Mysql – Is it realistic to expect a database of size over 50 GB (some 300+ million records) to be imported within 3-4 hours on a single server (MySQL)

database-designMySQLscalability

I have hundreds of millions of rows in a text/csv file (genomics database btw – each record is less than 255 characters long…).

Ideally I'd like to make them searchable since right now my best bet is spiting them (a little help from cygwin!) and reading them one by one as a text file ~500mb from notepad++ (yes…i know…) – so this is very inconvenient and caveman-like approach.

I'd like to use MySQL but maybe others, have budget of up to $500 for Amazon instances when needed – maybe 32gb ram some xeon gold and 200gb hard disk on Amazon can do it? No problem to use up to 10 instances each of which doing concurrent insert/loading.
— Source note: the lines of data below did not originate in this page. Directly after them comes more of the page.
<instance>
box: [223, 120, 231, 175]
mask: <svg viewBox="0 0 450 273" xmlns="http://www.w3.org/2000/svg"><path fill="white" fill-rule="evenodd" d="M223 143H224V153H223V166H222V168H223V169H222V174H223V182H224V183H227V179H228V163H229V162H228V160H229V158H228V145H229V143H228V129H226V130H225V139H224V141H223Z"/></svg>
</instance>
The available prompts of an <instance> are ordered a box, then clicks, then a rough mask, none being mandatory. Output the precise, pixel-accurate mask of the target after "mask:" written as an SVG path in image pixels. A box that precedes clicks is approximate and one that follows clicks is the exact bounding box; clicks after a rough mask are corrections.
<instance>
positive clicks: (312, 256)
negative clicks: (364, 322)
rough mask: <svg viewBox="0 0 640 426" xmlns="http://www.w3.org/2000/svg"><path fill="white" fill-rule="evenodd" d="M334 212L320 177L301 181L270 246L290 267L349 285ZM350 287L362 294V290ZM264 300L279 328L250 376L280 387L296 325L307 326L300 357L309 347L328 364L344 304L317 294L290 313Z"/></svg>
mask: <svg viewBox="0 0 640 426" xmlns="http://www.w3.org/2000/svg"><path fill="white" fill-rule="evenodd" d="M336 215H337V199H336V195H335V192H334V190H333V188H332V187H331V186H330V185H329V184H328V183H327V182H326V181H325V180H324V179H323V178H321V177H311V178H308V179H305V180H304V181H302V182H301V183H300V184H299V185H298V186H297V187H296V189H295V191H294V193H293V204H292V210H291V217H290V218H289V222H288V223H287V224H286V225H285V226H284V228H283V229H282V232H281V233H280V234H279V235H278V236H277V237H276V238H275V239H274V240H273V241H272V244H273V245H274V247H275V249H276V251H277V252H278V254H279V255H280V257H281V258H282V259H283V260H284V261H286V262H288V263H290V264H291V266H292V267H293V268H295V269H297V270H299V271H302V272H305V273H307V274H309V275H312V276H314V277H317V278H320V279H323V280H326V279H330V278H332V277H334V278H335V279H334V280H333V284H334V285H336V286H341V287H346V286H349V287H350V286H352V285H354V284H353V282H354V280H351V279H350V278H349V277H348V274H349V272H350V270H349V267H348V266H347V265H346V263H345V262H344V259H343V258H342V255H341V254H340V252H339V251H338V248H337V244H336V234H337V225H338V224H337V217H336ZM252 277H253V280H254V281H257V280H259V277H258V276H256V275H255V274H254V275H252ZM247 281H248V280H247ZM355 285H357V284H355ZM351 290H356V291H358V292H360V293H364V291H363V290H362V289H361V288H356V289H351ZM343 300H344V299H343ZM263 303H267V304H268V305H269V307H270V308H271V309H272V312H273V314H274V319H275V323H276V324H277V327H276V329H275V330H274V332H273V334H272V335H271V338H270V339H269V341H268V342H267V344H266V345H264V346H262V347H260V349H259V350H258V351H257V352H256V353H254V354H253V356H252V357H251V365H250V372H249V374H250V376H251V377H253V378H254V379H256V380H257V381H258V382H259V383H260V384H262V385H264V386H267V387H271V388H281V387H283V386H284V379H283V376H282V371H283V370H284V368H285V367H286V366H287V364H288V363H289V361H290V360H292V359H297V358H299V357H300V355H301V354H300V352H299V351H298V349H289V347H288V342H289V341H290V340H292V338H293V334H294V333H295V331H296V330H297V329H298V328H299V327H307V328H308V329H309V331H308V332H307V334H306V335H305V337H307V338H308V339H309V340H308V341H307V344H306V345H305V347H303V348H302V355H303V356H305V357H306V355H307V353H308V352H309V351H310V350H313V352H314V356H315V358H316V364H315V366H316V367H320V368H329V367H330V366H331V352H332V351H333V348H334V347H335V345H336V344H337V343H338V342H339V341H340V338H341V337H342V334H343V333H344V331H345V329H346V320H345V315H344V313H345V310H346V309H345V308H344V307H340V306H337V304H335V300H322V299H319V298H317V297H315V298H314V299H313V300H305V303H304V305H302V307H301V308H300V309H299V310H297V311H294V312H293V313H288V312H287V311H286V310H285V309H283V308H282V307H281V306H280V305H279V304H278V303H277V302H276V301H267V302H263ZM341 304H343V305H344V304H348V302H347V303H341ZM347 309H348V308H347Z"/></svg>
I read someone had accomplished 300,000 rows/second using 'load data infile' on a local server with ssd and 32gb ram – if I make it to even 50,000 rows/second and then be able to query it with say phpmyadmin in normal time – I'd be happy. Thanks!

Best Answer

I read someone had accomplished 300,000 rows/second using 'load data infile' on a local server with ssd and 32gb ram

That sounds like taken from my blog posts (or at least those were my numbers and specs): https://jynus.com/dbahire/testing-the-fastest-way-to-import-a-table-into-mysql-and-some-interesting-5-7-performance-results/ and https://jynus.com/dbahire/testing-again-load-data-on-mysql-5-6-5-7-8-0-non-ga-and-mariadb-10-0-10-1-and-10-2-non-ga/

As you can see my experience is based on actual tests; but not only laboratory tests like the above, I do those because they help me be ready to make sure my database backups (and recoveries) are generated correctly, as well as they can be performed reliably and fastly, handling daily both logical dumps and snapshots for the half a petabyte of data we store on our MariaDB databases: https://www.slideshare.net/jynus/backing-up-wikipedia-databases

A 50 GB database on a 32GB memory server is a very generous ratio, where 60% of the data could fit in the buffer pool. In that case, thoughput can be optimized greatly, as long as you setup your vm, os and mysql configuration for it (disabling the binary log, increasing the buffer pool and transaction log files, loosening consistency parameters during the import, etc). You will also want the original format to be optimized for easy loading, so you dont waste cpu cycles on parsing or converting the format or other changes, as well as doing it in large transactions as well as on several threads in parallel if possible.

As an example, my production has 1-2TB databases with billions of rows, which I can recover logically in 6-12 hours on a 512GB memory machine, including the many indexes.

Under the above right circumstances, with a mostly in memory database, I would be able to load remotelly in parallel a 50 GB database in around 30 minutes. Less than 1h if the storage is slow. Be careful because the tests asume dedicated resources; a cpu, memory or io limitation can create a bottleneck, leading to higher load times.